Monday, April 7, 2008

Infernal Desire Machines

This is my second go-round with this book, and it is still pretty weird. I enjoy it, however, and the seemingly endless array of tools it uses. There were a couple of things I wanted to explore during class but did not get the chance to, so I’ll just offer them in the blog.

We talked about hierarchal structures during class, coming to the overall dominance of patriarchal societies. Within the book, this is shown. The first page of the first chapter (p 15) defines cities as either male or female, with this one being “obtusely masculine.” Desiderio even goes on to later say that the Minister had become the city on page 28, the representation of what the city wants. What struck me, however, was the figure of the Cathedral, which was destroyed by Dr Hoffman. It was “the greatest national monument” (p. 29) and “stood for the spirit of the city” (p. 34); it was vitally important to the city. This struck me because of the possible inference to the Cathedral as being a female figure. It was described as “sublimely chaste” and the dome exploding like a “fiery parasol” (p. 29). The definitions of parasol I found often attribute their use to women, and the idea of being “sublimely chaste” seemed like trait that would be sought in something feminine. While this may be a bit of a stretch, I found the chaste statement to support the parasol one. If this is true, that the Cathedral is feminine, what could Carter be saying about one of the most important structures in the male city? What could she be saying about religion?
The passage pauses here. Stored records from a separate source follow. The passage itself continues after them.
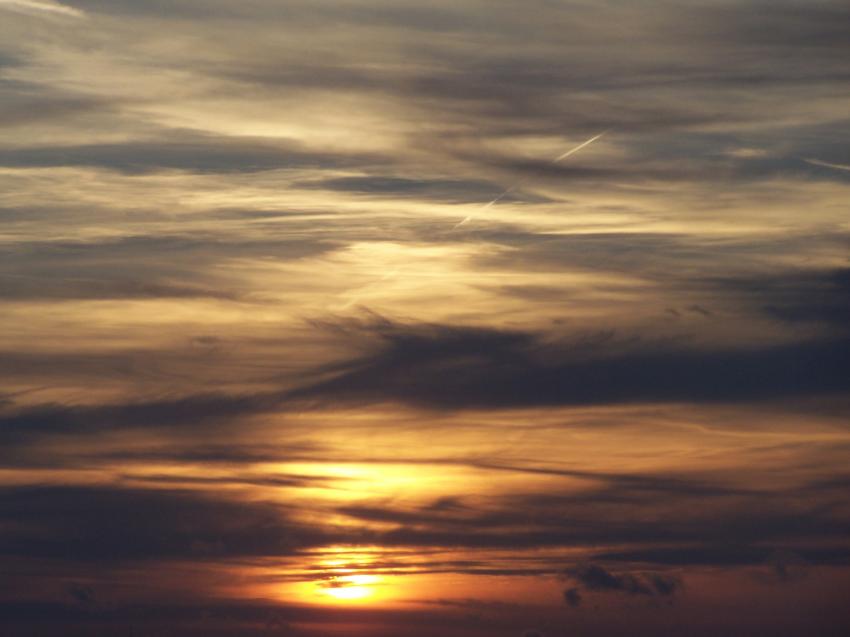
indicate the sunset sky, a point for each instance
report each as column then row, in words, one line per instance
column 458, row 318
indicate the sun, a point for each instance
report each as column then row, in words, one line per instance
column 350, row 588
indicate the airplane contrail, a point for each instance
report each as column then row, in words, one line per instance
column 517, row 185
column 578, row 148
column 826, row 164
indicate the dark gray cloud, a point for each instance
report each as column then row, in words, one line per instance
column 105, row 524
column 817, row 296
column 462, row 367
column 140, row 266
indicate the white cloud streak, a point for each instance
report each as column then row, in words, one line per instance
column 41, row 6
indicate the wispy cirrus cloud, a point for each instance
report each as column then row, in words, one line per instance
column 49, row 7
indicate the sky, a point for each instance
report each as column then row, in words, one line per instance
column 466, row 318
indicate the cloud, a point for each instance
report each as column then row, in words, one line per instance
column 443, row 367
column 179, row 151
column 41, row 6
column 114, row 525
column 596, row 579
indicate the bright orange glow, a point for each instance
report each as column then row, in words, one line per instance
column 350, row 587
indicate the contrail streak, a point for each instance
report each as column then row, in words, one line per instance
column 826, row 164
column 578, row 148
column 517, row 185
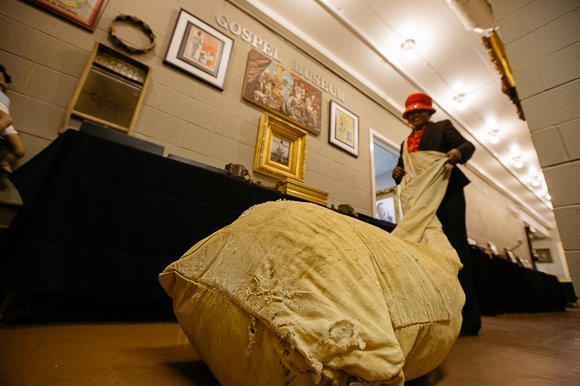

The other question I wanted to ask was about the idea of dreaming in this novel. Desiderio begins to explain to us how reality and dream continue to become one, and this continues throughout the novel. On page 30, his dream becomes his reality, as he explains that he awoke while still knowing he was asleep. From this moment on, his experiences continue to become subject to the “unreality” of Hoffman. What I would like to explore, however, is the passage on page 63, when Desiderio explains his experience with the Determination Police. He goes on to say that he should sleep to clear his head. If sleep brings about the unreality, is it possible for him to clear his head by rest? Just a few things.